The disgraced 19 Kids and Counting reality star Josh Duggar has filed a new lawsuit against city and county officials and a magazine on Thursday. The case is related to the release of information with regard to the molestation issue he was involved in as a teen.
According to the Northwest Arkansas Democrat-Gazette, Josh filed the lawsuit in U.S. District Court against Springdale officials, Washington County officials, and In Touch Weekly magazine. The 29-year-old claims in part that his privacy was invaded and that there was a lack of due process in the release of investigative reports, revealing his and his sisters’ identities.

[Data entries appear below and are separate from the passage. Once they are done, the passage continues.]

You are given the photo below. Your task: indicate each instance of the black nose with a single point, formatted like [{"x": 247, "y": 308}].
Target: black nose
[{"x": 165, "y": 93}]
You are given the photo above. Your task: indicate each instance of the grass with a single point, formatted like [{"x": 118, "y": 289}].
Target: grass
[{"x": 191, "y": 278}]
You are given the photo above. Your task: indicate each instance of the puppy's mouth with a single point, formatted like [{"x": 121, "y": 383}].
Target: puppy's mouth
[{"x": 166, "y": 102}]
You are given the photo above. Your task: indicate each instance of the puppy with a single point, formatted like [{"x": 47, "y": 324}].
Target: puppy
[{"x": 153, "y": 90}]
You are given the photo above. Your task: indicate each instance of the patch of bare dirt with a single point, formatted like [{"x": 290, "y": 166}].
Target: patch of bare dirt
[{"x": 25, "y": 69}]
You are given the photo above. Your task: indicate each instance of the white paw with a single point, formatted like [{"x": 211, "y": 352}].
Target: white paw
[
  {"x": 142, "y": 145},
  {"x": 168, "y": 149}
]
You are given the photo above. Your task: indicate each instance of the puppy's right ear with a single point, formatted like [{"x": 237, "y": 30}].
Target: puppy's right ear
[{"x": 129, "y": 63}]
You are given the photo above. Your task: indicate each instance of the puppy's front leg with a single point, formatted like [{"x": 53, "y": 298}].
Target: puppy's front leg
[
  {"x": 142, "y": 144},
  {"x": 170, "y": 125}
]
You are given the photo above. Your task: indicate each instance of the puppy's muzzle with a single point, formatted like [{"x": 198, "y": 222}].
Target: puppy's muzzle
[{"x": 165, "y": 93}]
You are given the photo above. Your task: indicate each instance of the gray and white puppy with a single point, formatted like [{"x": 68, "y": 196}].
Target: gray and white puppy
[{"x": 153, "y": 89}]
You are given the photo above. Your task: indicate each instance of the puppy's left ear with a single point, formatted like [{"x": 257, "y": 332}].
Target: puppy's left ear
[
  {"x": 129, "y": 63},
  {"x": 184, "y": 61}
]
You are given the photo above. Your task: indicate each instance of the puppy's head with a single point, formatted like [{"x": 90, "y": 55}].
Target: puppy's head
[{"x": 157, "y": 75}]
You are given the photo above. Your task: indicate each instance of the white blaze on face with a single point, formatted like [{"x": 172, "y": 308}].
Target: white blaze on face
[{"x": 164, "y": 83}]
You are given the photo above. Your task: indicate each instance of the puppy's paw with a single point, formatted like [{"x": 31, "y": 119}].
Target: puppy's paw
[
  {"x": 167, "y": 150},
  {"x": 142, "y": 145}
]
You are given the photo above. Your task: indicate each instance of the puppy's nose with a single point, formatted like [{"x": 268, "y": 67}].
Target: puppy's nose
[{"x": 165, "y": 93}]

The eldest Duggar son seeks $75,000 in damages, lawyer’s fees, and a jury trial. Defendants in Josh’s case include Mayor Doug Sprouse, former Springdale Police Chief Kathy O’Kelley, Springdale City Attorney Ernest Cate, Maj. Rick Hoyt with the Sheriff’s Office, former County Attorney Steve Zega, the Arkansas Department of Human Services and Bauer Media Group that publishes In Touch Weekly, as well as 10 other unidentified defendants.

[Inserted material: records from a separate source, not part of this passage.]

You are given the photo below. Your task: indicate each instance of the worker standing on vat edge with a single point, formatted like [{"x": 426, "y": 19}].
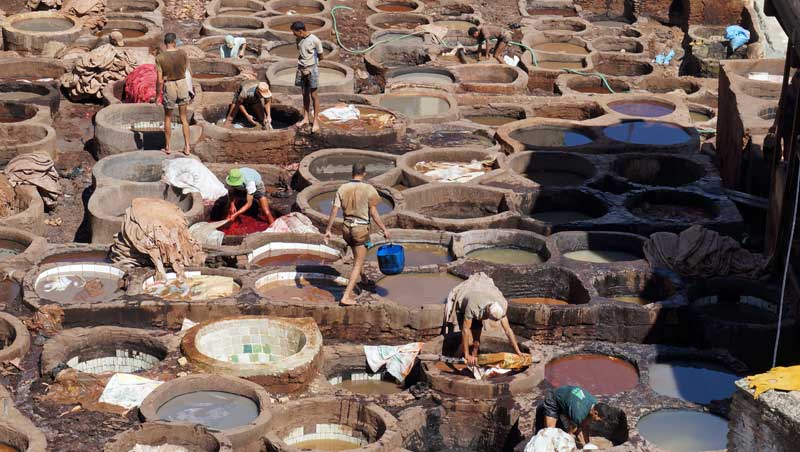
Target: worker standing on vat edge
[
  {"x": 486, "y": 32},
  {"x": 252, "y": 98},
  {"x": 578, "y": 407},
  {"x": 359, "y": 203},
  {"x": 172, "y": 65},
  {"x": 309, "y": 54},
  {"x": 468, "y": 305}
]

Josh Duggar said the following in his complaint, via Courthouse News Service.
“Plaintiff continues to be emotionally upset and humiliated by the disclosure of his identity as a juvenile offender and the intimate details of those acts, including the fact that his siblings were the alleged victims.”
In 2006, police investigated the allegations that Josh molested young girls, including four of his sisters in 2002 and 2003. It was later revealed that the sisters are Jill Dillard, Jessa Seewald, Jinger Vuolo and Joy-Anna Forysth, who were minors at the time of incident and investigations.
Two years ago, the molestation scandal came out, which led to Josh’s resignation as a lobbyist for a group run by the conservative Family Research Council. He also admitted to his wrongdoing, and the family’s reality show 19 Kids and Counting was canceled as a result.
Jill, Jessa, Jinger, and Joy-Anna filed a separate lawsuit against Northwest Arkansas officials in May, seeking unspecified compensatory and punitive damages. Josh filed a motion to join the lawsuit, which he withdrew in June without further explanation. Last week, reports emerged that Springdale officials sought to throw out the Duggar sisters’ lawsuit, saying that the statute of limitations was no longer applicable when the tabloid requested information and that they have immunity from legal action. In Touch Weekly obtained the information through the Freedom of Information Act.
Officials said the lawsuits are misguided, false and without merit. “It is unfortunate that now, at this late date, the plaintiff has chosen to file a misguided lawsuit against dedicated public servants and seeking damages from public tax dollars,” a statement from Springdale said, via NWADG.